SIDE NOTE 4: The character of Robert Louis Stevenson’s character Long John Silver was inspired by William Ernest Henley who suffered from tuberculousis of the bone from the time he was 12 years of age, resulting in the amputation of his left leg below the knee at age 20.
SIDE NOTE 5: William Ernest Henley’s daughter, Margaret, was the inspiration for Wendy in the J.M. Barrie children’s classic, Peter Pan. Unfortunately, she was a sickly child and died on 11 February 1894 at age five. The play first opened on 27 December 1904 at the Duke of York Theater in London.
In Volume 55 of the Westminster Review published in mid-1851, an extensive article discussed electro-biology as a repackaging of charlatanism, somnolism, phycheism, and mesmerism. The expression forty winks — in quotation marks — was used.

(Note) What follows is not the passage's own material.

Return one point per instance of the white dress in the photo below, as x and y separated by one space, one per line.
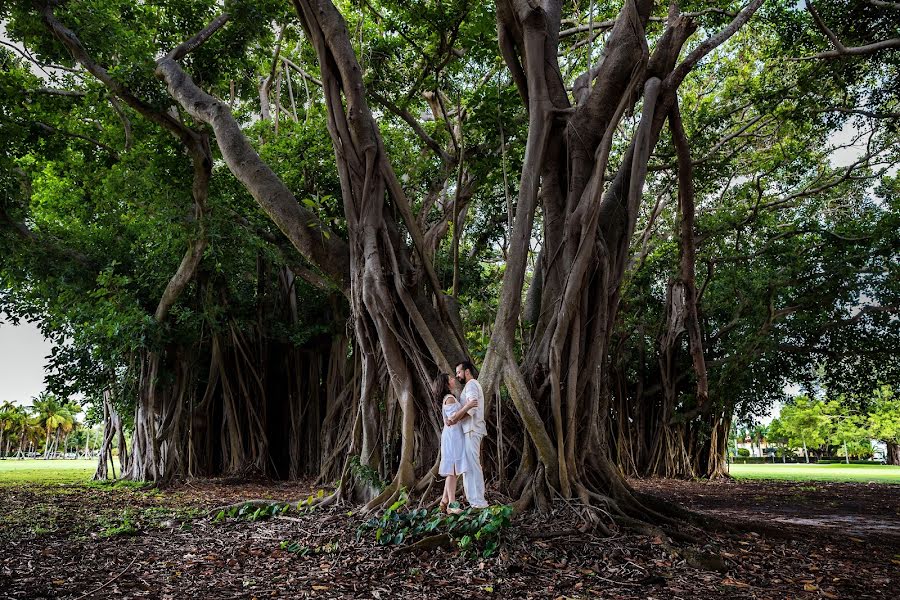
453 444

The Fakirs of India are said to throw themselves into a trance by looking at the tips of their noses; but whether trance be induced, or sleep, by that or any corresponding process, must always depend, more or less, upon the constitution of the patient. The same visual or mental effort that would give to one person his quiet “forty winks” after dinner, would throw an epileptic person into a fit.
SIDE NOTE 6: Mesmerism is named after Austrian physician Franz Anton Mesmer (23 May 1734 – 5 March 1815) which he introduced to society in 1770. He is considered the father of hypnosis. It was not accepted as a viable therapy until 1958 when the American Medical Association approved hypnosis as a therapeutic procedure.

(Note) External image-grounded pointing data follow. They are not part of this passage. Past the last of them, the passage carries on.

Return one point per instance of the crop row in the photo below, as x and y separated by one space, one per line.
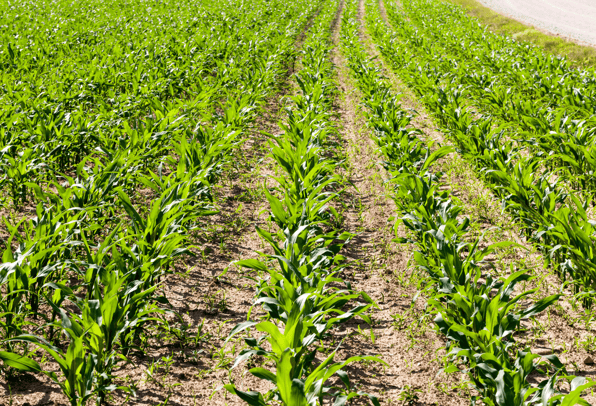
114 82
550 104
476 312
552 215
80 279
304 297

Back in 1828 when George Eliot was Mary Ann Cross — and long before she married her husband Mr. Evans — she wrote in her journal that she had “forty winks on a sofa in the library.”
Dr. William Kitchiner (1775 – 1827) wrote a self-help guide, published in 1821, which was titled, “The Art of Invigorating and Prolonging Life by Food, CLothes, Air, Exercise, Wine, Sleep, and More.” Already known for his previous books, including “The Cook’s Oracle”, The Literary Chronicle and Weekly Review of London (England) reviewed the Dr. Kitchiner’s latest book in its November 24th edition that year.

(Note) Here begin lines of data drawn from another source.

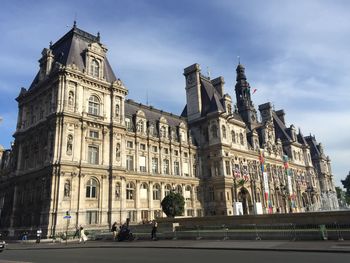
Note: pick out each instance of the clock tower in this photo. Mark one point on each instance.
(245, 105)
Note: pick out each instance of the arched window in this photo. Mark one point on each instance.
(91, 188)
(130, 191)
(94, 105)
(214, 131)
(241, 138)
(95, 68)
(223, 131)
(167, 189)
(117, 191)
(156, 192)
(233, 136)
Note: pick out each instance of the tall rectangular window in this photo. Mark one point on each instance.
(94, 134)
(142, 163)
(165, 166)
(227, 166)
(176, 168)
(93, 154)
(142, 146)
(130, 163)
(154, 165)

The review begins with letting readers know that not only is Dr. Kitchener the author of a number of books, but also the author of a book on telescopes which proved him to be “an excellent optician.” The reviewer also saw fit to state that the author was known to his friends as “a musical amateur, an advocate for good living at the least possible expense, for indulging in all the luxuries of epicurism, with due care to avoid its injurious effects.” A nod to the author’s age — that being 43 years of age at the time the book was published — is mentioned as well.
The review included this passage:
Sleep is a subject on which our author acknowledges his feelings are tremblingly alive; he is fond of a ‘forty-winks‘ nap in an horizontal posture, as the best preparative for any extraordinary exertion, either of body or mind.
Idiomation was unable to find an early published version of forty winks meaning a nap — not a long sleep — prior to 1821 when it is used in quotations. So while winks (and wynks) clearly referred to sleep for a few hundred years, forty winks meaning a nap seems to have come about in the early 1800s.